Der Geschicklichkeitsparcours: Auf einer 0,4 ha großen Fläche kann man sein fahrerisches Können auf verschiedenen Belägen ausprobieren. Angeboten werden Sand, Schmalspur, Kies, querliegende Hölzer, eine Wippe, ein Sprungbrett, Wasserbecken, grobe Steine und Pendelstangen. An dieser Fläche befindet sich auch der Start zum Geländeparcours.
Der Rundkurs ist 2,4 km lang und führt mitten durch den Wald auf einer mit Holzhackschnitzeln ausgelegten Naturbahn. Eine besondere Herausforderung bieten die schroffen Trümmerbrocken der ca. 20 alten, gesprengten Bunker. Die schwierige Strecke ist mit roten Pfeilen übersichtlich ausgeschildert. Wer mit seinem Geländefahrrad erst noch üben möchte, kann entlang der blau ausgeschilderten Strecke die Bunker umfahren.
Eine Schautafel am Übungsplatz gibt Auskunft über den genauen Streckenverlauf und Hinweise an die Benutzer. Hier stehen auch zwei rustikale Hütten zum Ausruhen und gemütlichen Beisammensein.  

von:
http://www.harsefeld.de/firmen/forstamt-harsefeld/erleb.htm


----------



## MTB-News.de




----------



## meise (6. April 2002)

Danke für die Info - wusste garnicht, dass über den Parcours etwas auf der Website unseres Ortes steht! :-;

War nämlich heute ich Zeven und bin die Strecke mal zu Fuß abgelaufen. Für mich als Einsteiger empfand ich sie ganz anspruchsvoll; es liegen allerdings noch sehr viele, vom Sturm geschädigte Bäume quer, s.d. zumindest ich einige Male absteigen müsste. 
Es soll sich ja bei dem Kurs um die einzige offizielle MTB-Strecke in Norddeutschland handeln. 

Gruß
Meise


----------



## GT_Frodo (7. April 2002)

also das heisst, wenn ich das richtig interpretiere, kann ich da einfach mit meinem bike hinkommen und ein paar runden schreddern, ohne was zu bezahlen oder anzumelden, oder?

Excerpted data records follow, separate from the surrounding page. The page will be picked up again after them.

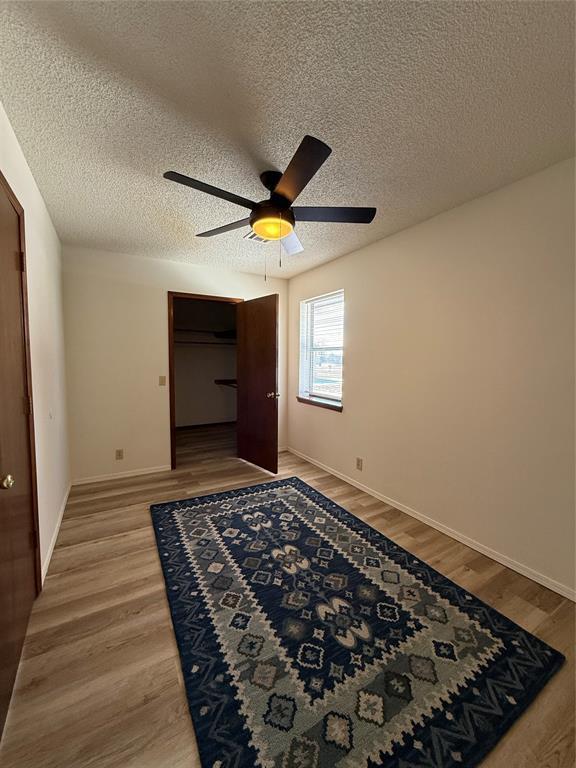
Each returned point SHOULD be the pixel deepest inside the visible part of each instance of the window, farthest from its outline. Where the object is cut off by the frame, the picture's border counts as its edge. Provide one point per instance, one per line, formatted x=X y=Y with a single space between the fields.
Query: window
x=321 y=348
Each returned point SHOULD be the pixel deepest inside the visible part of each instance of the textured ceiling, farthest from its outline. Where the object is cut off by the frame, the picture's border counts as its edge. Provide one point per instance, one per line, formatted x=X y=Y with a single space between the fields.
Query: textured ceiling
x=426 y=105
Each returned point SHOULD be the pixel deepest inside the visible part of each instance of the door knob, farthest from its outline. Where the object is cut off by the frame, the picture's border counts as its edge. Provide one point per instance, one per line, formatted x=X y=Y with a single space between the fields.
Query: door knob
x=7 y=482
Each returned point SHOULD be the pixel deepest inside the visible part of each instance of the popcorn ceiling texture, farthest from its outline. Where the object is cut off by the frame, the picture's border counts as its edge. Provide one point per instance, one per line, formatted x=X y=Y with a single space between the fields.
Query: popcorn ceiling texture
x=426 y=105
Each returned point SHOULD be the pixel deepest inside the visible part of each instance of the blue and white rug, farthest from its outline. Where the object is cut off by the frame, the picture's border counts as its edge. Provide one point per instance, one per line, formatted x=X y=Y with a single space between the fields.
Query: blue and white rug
x=310 y=640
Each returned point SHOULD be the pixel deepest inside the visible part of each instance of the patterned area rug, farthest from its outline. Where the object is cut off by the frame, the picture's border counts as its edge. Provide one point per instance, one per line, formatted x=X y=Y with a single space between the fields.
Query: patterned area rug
x=310 y=640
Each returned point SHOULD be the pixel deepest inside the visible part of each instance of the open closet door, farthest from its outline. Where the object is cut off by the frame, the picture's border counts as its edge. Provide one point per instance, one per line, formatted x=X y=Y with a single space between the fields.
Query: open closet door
x=257 y=374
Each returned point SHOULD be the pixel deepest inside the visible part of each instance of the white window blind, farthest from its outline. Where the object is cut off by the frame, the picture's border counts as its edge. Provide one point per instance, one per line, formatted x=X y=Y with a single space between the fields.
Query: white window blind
x=321 y=347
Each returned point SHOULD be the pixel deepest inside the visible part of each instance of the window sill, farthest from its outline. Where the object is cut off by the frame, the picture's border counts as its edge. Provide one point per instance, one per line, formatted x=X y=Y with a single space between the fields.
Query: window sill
x=320 y=403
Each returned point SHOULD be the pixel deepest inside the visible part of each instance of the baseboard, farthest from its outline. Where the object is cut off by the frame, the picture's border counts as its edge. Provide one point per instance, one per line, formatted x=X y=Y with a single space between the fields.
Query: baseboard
x=118 y=475
x=46 y=563
x=520 y=568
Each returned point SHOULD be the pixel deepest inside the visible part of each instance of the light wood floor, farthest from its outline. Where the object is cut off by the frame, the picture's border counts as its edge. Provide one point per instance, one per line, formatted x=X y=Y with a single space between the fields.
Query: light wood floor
x=195 y=445
x=99 y=685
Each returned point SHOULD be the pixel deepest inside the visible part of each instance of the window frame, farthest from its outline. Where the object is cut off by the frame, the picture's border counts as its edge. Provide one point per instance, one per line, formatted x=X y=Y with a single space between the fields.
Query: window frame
x=306 y=353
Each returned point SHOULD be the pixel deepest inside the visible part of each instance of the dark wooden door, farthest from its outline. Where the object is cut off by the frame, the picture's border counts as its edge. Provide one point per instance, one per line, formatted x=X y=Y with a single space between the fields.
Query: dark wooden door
x=18 y=556
x=257 y=373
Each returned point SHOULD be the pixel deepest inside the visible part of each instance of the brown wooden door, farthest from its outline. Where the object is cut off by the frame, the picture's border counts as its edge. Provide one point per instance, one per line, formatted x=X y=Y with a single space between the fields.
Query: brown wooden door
x=257 y=373
x=18 y=556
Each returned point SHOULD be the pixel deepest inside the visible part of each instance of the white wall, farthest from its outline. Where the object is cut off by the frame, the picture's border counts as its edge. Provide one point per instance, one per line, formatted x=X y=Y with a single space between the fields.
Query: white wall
x=117 y=347
x=46 y=340
x=198 y=399
x=459 y=372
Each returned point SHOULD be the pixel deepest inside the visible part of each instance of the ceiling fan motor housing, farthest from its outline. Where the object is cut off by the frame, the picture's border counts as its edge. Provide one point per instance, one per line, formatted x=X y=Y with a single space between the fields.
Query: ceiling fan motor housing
x=272 y=220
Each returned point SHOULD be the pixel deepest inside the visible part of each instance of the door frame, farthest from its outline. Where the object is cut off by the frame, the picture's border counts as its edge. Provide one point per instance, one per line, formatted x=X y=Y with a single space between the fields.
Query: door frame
x=26 y=336
x=171 y=383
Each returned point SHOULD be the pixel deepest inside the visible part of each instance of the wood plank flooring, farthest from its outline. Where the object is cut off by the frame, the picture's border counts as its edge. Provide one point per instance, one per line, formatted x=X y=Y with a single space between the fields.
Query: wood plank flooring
x=99 y=685
x=206 y=441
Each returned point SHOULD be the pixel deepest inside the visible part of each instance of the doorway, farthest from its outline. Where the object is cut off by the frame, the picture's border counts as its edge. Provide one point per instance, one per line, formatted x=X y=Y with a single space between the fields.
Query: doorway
x=204 y=379
x=20 y=574
x=223 y=379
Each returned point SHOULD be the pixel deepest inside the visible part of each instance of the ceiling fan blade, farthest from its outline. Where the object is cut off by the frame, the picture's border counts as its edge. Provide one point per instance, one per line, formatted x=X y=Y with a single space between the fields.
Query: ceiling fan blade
x=209 y=189
x=291 y=244
x=334 y=214
x=307 y=159
x=225 y=228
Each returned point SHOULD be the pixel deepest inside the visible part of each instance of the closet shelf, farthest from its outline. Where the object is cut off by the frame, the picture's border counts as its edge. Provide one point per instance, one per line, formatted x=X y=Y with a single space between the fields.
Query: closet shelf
x=207 y=343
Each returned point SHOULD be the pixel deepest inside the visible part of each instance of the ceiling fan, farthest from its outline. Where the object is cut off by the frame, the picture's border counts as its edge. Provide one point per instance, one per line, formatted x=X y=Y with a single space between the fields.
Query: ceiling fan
x=275 y=218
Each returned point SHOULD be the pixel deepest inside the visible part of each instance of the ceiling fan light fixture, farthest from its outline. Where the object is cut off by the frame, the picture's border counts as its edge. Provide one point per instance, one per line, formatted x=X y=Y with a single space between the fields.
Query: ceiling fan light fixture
x=272 y=227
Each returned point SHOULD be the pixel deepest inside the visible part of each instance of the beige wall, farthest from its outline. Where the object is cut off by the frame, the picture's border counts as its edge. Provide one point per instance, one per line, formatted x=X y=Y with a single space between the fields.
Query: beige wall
x=459 y=372
x=117 y=347
x=46 y=340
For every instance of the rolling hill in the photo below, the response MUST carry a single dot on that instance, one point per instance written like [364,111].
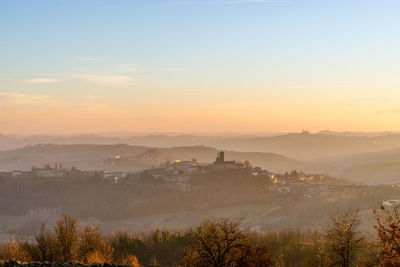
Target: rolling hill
[125,157]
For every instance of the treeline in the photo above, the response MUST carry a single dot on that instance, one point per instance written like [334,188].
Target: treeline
[217,243]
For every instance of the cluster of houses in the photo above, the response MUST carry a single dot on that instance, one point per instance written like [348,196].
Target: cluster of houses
[58,171]
[179,172]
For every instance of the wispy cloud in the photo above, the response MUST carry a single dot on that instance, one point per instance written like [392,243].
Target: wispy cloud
[225,2]
[106,79]
[40,80]
[90,59]
[14,99]
[388,111]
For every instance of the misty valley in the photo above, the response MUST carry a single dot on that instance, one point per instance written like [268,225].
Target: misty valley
[141,189]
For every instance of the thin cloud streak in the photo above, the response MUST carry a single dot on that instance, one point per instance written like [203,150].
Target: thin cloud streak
[40,80]
[389,111]
[227,2]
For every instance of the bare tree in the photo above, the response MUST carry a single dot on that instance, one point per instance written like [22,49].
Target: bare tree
[222,243]
[67,237]
[344,239]
[388,228]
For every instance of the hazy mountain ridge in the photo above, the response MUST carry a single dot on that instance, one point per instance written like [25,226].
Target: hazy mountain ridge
[123,156]
[302,146]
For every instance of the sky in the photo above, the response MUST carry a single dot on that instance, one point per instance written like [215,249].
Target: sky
[87,66]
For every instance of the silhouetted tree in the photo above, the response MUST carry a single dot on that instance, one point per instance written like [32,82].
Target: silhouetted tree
[344,239]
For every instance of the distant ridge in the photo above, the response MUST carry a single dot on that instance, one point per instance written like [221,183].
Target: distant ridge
[135,157]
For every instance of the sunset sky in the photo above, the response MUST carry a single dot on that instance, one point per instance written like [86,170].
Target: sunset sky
[85,66]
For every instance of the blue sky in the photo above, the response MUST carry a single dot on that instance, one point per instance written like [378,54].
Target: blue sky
[171,62]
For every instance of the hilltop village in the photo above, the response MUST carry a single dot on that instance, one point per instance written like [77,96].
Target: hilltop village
[180,172]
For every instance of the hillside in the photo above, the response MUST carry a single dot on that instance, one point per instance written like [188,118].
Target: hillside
[125,157]
[300,146]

ist ja ganz cool, vielleicht schau ich da mal vorbei, wenn ich etwas mehr zeit habe


----------



## meise (7. April 2002)

Ja, so sieht es aus. Der Parcours liegt in einem Wäldchen und ist frei zugänglich. Ich habe mal die Stadtverwaltung Zeven angemailt, wann mit der Beseitigung der Sturmschäden zu rechnen ist. Kann Dich diesbezüglich auf dem Laufenden halten.

Gruß
Meise


----------



## Rabbit (8. April 2002)

Moin Meise!

Harsefeld?! Bist Du dann vielleicht der Kumpel, also Ulli vom IBC-Moorteufel?!

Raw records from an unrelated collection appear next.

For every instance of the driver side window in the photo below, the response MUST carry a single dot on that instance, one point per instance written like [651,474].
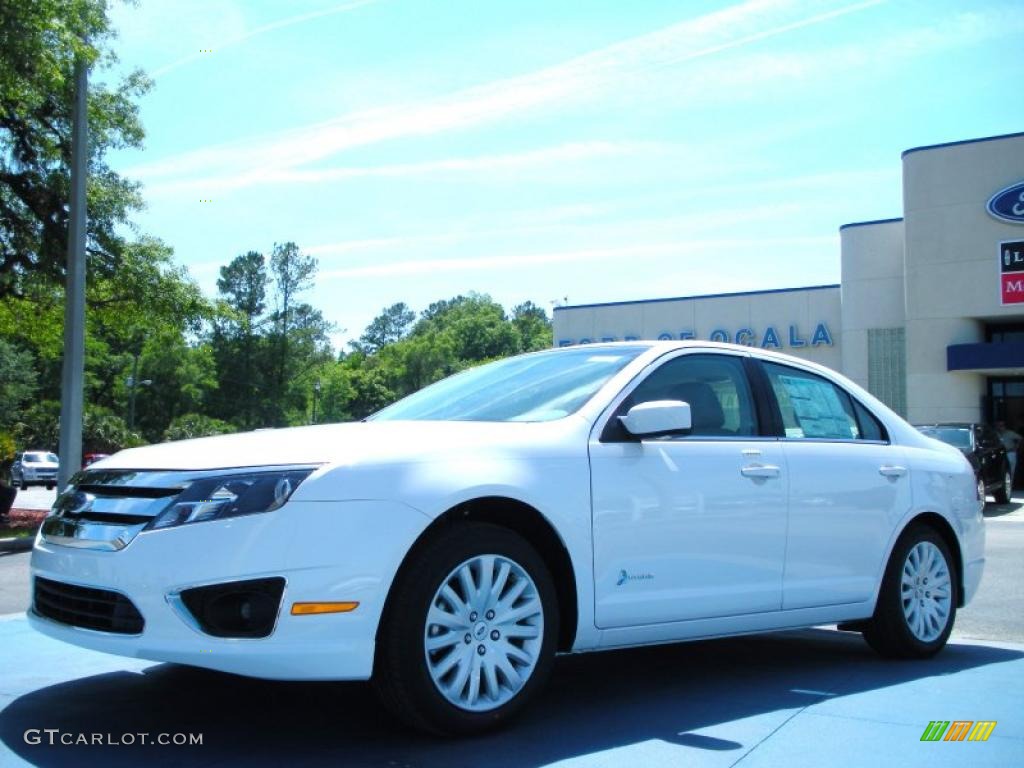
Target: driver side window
[714,385]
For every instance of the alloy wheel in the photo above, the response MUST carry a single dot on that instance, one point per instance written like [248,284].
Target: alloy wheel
[483,633]
[926,591]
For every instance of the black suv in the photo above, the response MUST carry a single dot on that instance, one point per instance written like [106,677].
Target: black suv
[982,446]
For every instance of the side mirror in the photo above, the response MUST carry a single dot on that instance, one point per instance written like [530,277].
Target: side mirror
[657,417]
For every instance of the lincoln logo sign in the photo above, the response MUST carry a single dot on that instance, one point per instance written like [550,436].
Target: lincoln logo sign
[1008,205]
[1012,271]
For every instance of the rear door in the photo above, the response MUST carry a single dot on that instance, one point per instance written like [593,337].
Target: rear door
[848,488]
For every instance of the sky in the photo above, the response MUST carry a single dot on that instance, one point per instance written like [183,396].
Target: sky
[548,151]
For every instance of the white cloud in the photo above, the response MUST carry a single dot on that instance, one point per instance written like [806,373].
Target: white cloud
[508,162]
[506,261]
[231,41]
[579,79]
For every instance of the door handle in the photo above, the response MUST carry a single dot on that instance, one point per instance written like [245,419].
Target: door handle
[760,470]
[889,470]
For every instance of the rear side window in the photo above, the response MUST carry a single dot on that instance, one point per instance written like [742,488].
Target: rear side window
[714,385]
[813,408]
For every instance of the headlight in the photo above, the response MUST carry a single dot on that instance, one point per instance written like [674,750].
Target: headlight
[230,496]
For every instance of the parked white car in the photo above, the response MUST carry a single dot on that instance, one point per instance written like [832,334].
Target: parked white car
[35,468]
[571,500]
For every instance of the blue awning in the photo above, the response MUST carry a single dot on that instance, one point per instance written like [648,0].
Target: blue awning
[985,355]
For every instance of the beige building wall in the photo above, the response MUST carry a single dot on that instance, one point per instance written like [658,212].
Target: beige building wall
[910,288]
[951,266]
[871,267]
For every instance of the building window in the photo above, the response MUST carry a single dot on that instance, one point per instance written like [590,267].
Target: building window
[887,367]
[1011,332]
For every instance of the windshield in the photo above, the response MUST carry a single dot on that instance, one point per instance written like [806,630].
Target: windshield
[544,386]
[958,436]
[40,458]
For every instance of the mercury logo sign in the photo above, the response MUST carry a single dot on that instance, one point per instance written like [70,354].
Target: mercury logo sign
[1012,271]
[1008,205]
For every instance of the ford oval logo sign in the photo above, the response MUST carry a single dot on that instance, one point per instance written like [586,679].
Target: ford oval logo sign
[1008,205]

Zeven, das ist doch auch irgendwo da bei euch auf der Ecke?!
Oder irre ich mich und brauche mal wieder eine kleine Lektion in Erdkunde? 

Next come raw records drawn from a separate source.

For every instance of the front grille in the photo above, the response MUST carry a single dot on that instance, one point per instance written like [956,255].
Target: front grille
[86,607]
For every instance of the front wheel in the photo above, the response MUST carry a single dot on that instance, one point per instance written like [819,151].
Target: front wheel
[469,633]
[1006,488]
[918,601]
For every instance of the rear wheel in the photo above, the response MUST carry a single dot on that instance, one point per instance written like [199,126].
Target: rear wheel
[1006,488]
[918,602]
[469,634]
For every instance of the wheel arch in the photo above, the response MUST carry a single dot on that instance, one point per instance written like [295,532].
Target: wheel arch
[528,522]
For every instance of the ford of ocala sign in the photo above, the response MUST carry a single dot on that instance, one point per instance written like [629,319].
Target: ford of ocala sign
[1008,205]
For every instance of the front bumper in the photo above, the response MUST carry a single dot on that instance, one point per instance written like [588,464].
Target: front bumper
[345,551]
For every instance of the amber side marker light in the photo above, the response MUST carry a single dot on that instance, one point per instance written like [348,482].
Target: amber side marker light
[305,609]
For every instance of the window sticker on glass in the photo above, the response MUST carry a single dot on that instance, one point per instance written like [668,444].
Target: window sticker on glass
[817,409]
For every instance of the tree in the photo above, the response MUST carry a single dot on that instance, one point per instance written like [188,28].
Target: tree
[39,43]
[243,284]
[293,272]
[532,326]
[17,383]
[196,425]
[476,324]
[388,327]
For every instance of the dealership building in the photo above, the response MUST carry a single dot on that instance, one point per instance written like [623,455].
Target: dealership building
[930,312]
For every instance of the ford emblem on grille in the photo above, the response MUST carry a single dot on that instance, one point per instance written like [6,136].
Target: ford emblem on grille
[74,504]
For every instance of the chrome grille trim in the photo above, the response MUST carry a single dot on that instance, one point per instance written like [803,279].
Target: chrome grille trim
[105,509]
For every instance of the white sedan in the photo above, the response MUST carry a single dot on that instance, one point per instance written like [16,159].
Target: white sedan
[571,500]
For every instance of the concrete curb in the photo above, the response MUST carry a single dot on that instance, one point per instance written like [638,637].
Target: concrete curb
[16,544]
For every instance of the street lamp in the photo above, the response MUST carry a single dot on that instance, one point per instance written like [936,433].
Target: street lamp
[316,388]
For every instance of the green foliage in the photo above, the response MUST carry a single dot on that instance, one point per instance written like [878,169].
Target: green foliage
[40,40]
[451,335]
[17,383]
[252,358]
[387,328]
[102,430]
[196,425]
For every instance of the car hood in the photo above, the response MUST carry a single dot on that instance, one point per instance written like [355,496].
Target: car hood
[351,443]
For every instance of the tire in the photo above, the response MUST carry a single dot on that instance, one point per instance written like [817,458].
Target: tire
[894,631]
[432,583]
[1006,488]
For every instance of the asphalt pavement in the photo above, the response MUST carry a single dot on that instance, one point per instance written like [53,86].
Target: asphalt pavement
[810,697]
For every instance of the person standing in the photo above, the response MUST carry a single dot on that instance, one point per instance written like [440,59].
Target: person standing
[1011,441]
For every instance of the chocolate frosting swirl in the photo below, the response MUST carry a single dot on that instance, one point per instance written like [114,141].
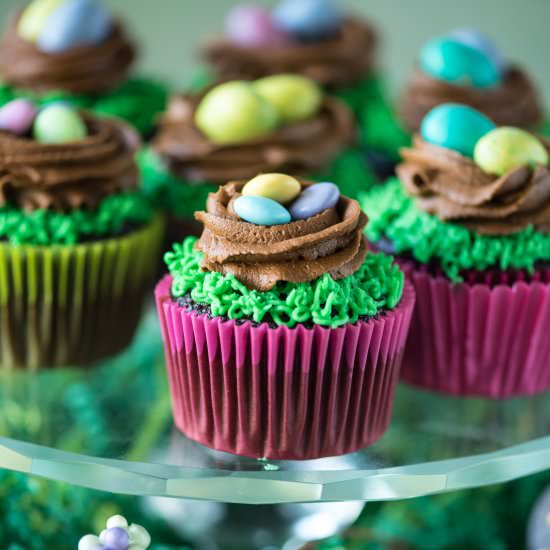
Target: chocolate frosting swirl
[336,61]
[79,70]
[453,188]
[329,242]
[513,103]
[302,147]
[71,175]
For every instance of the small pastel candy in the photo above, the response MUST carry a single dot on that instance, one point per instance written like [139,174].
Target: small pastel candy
[34,17]
[233,113]
[452,61]
[308,19]
[249,25]
[278,187]
[58,124]
[260,211]
[295,97]
[74,23]
[314,199]
[481,42]
[506,148]
[17,116]
[454,126]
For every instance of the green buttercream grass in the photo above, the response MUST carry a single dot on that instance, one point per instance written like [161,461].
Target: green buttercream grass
[45,227]
[393,214]
[376,287]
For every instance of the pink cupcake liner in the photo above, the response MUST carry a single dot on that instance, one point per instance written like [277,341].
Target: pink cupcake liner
[282,393]
[488,336]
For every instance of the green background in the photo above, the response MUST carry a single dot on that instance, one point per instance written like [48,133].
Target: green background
[171,30]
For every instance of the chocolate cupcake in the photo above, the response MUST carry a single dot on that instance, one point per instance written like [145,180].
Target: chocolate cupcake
[465,67]
[471,230]
[283,334]
[78,244]
[73,50]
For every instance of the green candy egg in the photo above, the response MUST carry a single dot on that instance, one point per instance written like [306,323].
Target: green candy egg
[506,148]
[294,97]
[34,18]
[58,124]
[233,113]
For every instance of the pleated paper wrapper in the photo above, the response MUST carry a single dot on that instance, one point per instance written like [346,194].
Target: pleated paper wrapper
[488,336]
[281,393]
[71,305]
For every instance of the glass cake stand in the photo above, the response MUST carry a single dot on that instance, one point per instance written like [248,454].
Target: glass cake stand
[109,428]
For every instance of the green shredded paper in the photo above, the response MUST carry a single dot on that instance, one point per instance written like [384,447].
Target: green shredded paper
[377,286]
[393,214]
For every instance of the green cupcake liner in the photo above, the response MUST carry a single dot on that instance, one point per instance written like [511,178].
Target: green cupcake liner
[71,305]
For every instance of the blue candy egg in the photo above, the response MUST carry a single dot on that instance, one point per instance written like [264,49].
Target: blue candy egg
[454,126]
[313,200]
[481,42]
[308,19]
[260,210]
[449,60]
[74,23]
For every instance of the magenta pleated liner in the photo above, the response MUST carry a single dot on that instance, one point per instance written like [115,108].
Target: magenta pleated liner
[488,336]
[282,393]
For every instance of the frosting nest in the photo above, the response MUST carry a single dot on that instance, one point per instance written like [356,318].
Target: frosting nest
[303,147]
[513,103]
[72,175]
[84,69]
[259,256]
[335,61]
[452,187]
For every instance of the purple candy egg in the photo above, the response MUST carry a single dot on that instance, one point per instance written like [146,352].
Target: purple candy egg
[17,116]
[249,25]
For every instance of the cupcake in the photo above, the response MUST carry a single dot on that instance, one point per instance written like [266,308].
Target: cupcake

Auf jeden Fall: Herzlich Willkomen im Forum


----------



## gage_ (8. April 2002)

@Rabbit ... "Ueben mit dem Gelaendefahrrad" .. das ist ja wohl Dein Stichwort  Ab nach Harsefeld!  Wo das liegt kann man uebrigens prima der Landkarte auf der Harsefeld-Homepage entnehmen ...


----------



## meise (8. April 2002)

> _Original geschrieben von Rabbit _
> *Moin Meise!
> Harsefeld?! Bist Du dann vielleicht der Kumpel, also Ulli vom IBC-Moorteufel?!*


* 

Nein, der bin ich nicht; habe Moorteufel aber bereits eine eMail geschrieben. Wenn man schon in der Nachbarschaft wohnt...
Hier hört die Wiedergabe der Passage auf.